In response to the announcement that the Senate vote on PIPA will be postponed, as well as the announcement that the House’s SOPA markup will be postponed, Congressman Darrell Issa (R-CA) today made the following statement:
“Supporters of the Internet deserve credit for pressing advocates of SOPA and PIPA to back away from an effort to ram through controversial legislation,” Issa said. “Over the last two months, the intense popular effort to stop SOPA and PIPA has defeated an effort that once looked unstoppable but lacked a fundamental understanding of how Internet technologies work.
“Postponing the Senate vote on PIPA removes the imminent threat to the Internet, but it’s not over yet. Copyright infringement remains a serious problem and any solution must be targeted, effective, and consistent with how the Internet works.
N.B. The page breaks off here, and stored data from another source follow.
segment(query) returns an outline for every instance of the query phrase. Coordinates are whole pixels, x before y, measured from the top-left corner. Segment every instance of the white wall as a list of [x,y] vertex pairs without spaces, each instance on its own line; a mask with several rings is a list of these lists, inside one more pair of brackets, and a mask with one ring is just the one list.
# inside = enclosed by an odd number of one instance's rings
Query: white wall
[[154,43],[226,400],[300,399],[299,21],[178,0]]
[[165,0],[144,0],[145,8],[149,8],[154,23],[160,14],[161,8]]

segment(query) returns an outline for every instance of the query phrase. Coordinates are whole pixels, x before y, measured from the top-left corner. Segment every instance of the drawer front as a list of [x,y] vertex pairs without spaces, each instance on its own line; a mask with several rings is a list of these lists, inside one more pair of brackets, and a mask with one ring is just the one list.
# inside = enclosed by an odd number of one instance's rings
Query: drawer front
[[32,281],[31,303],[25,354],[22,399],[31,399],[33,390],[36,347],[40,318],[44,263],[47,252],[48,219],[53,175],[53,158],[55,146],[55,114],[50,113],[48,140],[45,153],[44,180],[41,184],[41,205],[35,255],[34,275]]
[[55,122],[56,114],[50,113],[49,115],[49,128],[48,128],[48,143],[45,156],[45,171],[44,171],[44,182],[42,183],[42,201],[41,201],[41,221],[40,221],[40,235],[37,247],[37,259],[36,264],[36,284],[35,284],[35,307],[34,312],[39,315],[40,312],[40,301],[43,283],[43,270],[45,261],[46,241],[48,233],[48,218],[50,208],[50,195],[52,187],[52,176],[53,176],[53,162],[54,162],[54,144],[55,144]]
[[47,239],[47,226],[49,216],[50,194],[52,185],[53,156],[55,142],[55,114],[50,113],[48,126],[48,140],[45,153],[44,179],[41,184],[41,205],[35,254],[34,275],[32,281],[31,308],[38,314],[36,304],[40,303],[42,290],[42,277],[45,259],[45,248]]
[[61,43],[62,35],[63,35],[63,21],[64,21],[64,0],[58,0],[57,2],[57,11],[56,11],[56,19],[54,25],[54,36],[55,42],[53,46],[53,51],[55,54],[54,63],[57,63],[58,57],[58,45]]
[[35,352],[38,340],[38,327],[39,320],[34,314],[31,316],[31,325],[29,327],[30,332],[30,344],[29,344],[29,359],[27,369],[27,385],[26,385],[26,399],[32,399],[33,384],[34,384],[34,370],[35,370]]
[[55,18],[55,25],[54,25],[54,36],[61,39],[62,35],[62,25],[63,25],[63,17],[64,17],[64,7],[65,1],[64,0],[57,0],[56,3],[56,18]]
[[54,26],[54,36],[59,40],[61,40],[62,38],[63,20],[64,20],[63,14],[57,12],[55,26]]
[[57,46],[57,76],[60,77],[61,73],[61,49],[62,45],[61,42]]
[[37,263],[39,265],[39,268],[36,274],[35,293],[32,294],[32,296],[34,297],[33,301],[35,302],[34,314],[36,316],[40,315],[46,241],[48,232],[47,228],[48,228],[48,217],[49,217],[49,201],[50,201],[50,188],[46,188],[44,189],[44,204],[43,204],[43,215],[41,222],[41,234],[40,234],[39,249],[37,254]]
After inviting all stakeholders to help improve American intellectual property protections, I have introduced the bipartisan OPEN Act with Senator Ron Wyden which can be read and commented on at KeepTheWebOPEN.com. It is clear that Congress needs to have more discussion and education about the workings of the Internet before it moves forward on sweeping legislation to address intellectual property theft on the Internet. I look forward to working with my colleagues and stakeholders to achieve a needed consensus about the way forward.”
Issa and Senator Ron Wyden co-authored the OPEN Act with the input of the American public through a new Internet application called Madison. Unlike SOPA and PIPA, OPEN strengthens creative ownership protections in America while securing the open, accessible Internet taxpayers deserve.
OPEN is less problematic than SOPA — in particular, the former doesn’t seem vulnerable to the over-the-top allegations that plagued the latter. However, it would still have one of the problems pointed out in NR’s editorial: It relies on private companies to enforce the laws against illegal sites.